Na Europa, pensa-se certamente que continua a ser um bom exemplo em matéria de política social e desenvolvimento sustentável. Uma pesquisa em curso na Academia Chinesa de Ciências Sociais revela que a Europa é cada vez menos uma referência nestas matérias, entre as instâncias de decisão políticas chinesas. Uma das razões é o número cada vez maior de chineses que visita a Europa e compara os ideais com a realidade. Muitos deles, tendo presentes as críticas europeias sobre a política chinesa no Tibete, ficam consternados com a segregação étnica e a decadência urbana que constatam na Europa.

Para os chineses, a Europa a um passo de se tornar um museu

Os peritos interrogam-se igualmente se o modelo social europeu será viável no caso de o sistema económico continuar a registar dificuldades. Ding Chun, um professor de renome de Xangai, observou recentemente que a cultura de segurança social é um entrave à mobilidade social, necessária para realizar reformas. Além disso, a cultura de protecção social impede os europeus de ver que as fontes dessa riqueza vão secando pouco a pouco.
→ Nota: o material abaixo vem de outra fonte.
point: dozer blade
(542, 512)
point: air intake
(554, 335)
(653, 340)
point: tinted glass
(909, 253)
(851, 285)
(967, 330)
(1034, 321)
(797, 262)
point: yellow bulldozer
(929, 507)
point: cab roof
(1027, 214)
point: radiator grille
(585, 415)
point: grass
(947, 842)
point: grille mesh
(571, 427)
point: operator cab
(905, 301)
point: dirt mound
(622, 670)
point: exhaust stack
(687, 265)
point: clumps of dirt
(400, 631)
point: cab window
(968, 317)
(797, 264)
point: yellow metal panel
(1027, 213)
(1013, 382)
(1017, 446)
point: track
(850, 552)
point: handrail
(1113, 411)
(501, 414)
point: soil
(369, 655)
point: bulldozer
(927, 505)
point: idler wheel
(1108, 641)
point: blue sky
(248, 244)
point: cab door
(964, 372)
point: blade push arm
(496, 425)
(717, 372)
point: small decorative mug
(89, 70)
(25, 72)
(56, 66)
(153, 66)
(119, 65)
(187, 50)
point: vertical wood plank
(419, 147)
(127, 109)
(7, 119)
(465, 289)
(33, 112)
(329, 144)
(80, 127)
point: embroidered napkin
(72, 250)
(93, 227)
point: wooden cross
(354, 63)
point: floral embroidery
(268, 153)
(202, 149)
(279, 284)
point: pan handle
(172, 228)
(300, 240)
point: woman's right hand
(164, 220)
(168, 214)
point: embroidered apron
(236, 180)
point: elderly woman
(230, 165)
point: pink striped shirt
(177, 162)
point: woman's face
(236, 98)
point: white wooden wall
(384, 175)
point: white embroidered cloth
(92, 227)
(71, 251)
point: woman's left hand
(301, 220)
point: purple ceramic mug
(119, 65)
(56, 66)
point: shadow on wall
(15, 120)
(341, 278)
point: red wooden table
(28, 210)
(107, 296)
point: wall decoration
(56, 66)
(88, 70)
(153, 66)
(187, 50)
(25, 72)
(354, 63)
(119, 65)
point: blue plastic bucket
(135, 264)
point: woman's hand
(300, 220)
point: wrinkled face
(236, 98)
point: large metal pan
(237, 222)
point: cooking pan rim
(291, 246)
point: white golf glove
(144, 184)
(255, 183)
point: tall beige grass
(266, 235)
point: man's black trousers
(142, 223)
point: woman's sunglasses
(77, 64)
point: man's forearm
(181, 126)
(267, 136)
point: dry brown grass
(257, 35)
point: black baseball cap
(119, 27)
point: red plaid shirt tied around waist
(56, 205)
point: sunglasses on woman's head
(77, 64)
Para os chineses, a Europa não tem apenas belos museus: está prestes a tornar-se ela própria num museu. A Europa parece ser marginalizada mesmo antes de o jogo de poderes da nova ordem mundial ter começado. Isso não significa que as novas potências, como a China, não tenham problemas internos. As razões do sucesso económico da China são pouco fiáveis e a modernização política do país não avança. São precisamente estas incertezas que vão obrigar as grandes potências a defender energicamente os seus interesses. E deviam motivar a Europa a fazer melhor.